Göztepeli eski futbolcu eşi Gürhan Dizlek ile bilhassa lodos fırtınası sonrası kıyı yürüyüşleri yapan ve karaya vuran ağaç modüllerini toplayan Dizlek, bu modülleri minyatür konutlara, sokak betimlemelerine ve çeşitli figürlerin bulunduğu duvar süslemelerine dönüştürüyor.
Dizlek’in toplumsal medyadan paylaştığı yapıtları, ağır ilgi görüyor.
“AĞAÇLARA HAL VERMESİ ÇOK KOLAY”
Dizlek, hobi maksatlı başladığı geri dönüşüm sanatında üretim faaliyetinin, kıyıda yürüyüş yapmakla başladığını söyledi.
Eşiyle yerleşimin bulunmadığı kıyıları tarayarak ağaç kesimleri topladıklarını anlatan Dizlek, şöyle konuştu:
“Ağaç kolları kopuyor, ırmaklara ulaşıyor. Irmaklarda kabuklarından sıyrılıyor. Sonra denize ulaşıyor. Denizde tuzlu suyla uzunca biz vakit vakit geçiriyor. Pisliğinden sıyrılıyor, çürüyor. Son halini alıyor ve lodosla kıyıya vuruyor. Biçim vermesi çok kolay, dokusu ve kokusu çok hoş olan bir materyal.
Eşimle birlikte topluyoruz, kurutuyoruz. Atölyede ayrıştırıp temizliyorum, fırçalıyorum, kimilerini zımparalıyorum. Sonra bir ortaya gelmesi için kimilerini yontmam kimilerini kesmem gerekiyor.”

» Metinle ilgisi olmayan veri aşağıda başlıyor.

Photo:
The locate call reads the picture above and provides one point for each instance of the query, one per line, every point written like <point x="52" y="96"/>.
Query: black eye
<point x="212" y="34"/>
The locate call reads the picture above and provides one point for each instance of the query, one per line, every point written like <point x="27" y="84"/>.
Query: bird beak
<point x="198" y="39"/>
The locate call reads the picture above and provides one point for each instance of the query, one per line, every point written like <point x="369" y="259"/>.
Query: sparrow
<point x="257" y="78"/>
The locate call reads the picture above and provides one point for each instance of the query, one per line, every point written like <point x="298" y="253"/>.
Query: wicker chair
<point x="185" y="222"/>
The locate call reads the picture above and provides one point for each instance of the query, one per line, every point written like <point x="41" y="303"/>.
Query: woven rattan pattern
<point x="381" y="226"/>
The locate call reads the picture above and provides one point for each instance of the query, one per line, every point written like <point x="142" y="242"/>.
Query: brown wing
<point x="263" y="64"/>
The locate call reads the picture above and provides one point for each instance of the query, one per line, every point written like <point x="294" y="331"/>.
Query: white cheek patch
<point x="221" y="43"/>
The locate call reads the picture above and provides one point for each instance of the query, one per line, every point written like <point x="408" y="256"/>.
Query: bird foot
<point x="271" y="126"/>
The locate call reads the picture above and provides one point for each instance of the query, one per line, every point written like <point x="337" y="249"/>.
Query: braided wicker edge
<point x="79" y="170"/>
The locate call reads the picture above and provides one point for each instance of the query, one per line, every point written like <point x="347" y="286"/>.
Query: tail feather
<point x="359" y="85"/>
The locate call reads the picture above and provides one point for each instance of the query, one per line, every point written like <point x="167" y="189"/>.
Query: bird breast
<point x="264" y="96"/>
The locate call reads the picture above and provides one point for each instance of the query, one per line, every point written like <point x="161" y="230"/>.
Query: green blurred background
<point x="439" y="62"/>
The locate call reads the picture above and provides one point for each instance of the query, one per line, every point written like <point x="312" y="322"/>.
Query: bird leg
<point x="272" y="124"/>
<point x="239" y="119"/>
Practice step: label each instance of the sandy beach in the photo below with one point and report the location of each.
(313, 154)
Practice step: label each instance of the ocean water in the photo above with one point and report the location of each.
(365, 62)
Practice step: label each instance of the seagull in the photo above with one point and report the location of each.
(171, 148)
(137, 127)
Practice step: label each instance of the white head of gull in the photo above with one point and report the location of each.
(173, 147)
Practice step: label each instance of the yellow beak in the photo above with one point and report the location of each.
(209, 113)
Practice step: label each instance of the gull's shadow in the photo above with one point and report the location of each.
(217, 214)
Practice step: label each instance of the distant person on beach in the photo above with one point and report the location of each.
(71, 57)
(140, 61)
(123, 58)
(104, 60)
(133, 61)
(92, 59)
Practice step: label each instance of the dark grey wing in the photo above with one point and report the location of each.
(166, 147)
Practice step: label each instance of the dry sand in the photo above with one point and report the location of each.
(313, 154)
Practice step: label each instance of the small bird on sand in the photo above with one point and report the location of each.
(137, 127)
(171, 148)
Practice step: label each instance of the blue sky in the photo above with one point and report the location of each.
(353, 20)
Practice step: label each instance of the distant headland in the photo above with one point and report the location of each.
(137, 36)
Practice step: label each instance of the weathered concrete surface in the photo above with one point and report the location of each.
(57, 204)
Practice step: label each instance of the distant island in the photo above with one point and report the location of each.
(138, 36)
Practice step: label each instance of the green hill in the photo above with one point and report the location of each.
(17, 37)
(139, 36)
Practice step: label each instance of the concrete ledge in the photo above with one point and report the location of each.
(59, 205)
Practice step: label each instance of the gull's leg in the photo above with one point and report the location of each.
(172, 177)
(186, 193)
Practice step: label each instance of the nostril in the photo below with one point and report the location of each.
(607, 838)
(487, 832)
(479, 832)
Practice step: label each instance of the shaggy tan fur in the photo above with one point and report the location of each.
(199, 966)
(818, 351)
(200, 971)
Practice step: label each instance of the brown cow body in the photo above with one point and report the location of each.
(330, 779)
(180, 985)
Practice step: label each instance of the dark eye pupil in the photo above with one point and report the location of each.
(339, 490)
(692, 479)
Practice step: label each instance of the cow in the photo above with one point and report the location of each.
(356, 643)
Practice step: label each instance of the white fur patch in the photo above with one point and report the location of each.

“DOĞANIN BİZE SUNDUKLARI İLE RESMEDİYORUM”
Üretim sürecinde vida, çivi, testere, matkap, ip ve silikon kullandığını, tabiatta bulduğu paslı çivilerin de dizaynlarında özel bir yerinin bulunduğunu anlatan Dizlek, minyatür konutların bacalarını çivilerle, ağaçları ise kozalaklarla yaptığını aktardı.
Hayallerini kol modülleriyle hikayeleştirdiğini lisana getiren Dizlek, “Hayallerimi boyalarla tuval üzerine değil, tabiatın bize sunduğu hazinelerle resmediyorum. Hayallerimi en güzel biçimde tabir edebildiğim sanat kolu bu. Bunları yaparken içinde yaşıyorum.” diye konuştu.
“SOKAKTA DÖNÜŞTÜREBİLECEĞİM MATERYAL BAKIYORUM”
Driftwood sanatı ile tanıştıktan sonra kendisinde dönüşüm konusunda bir farkındalık oluştuğunu belirten Dizlek, sokakta yürürken etrafına dönüştüreceği materyal bulma güdüsüyle baktığını anlattı.
“DOĞANIN BİZE SUNDUKLARININ DEĞERİNİ BİLMİYORUZ
Yapıtlarına olan ilginin kendisini memnun ettiğini lisana getiren Dizlek, kelamlarını şöyle tamamladı:
“Doğa bize çok fazla materyal sunuyor fakat biz maalesef değerini bilmiyoruz. Türkiye’de bu sanat yeni yeni duyulmaya başladı. Büyük modüllerden heykel yapanlar var. Ben daha küçük kesimleri tercih ediyorum. Bilhassa Rusya’da bu işle ilgilenen çok insan var.”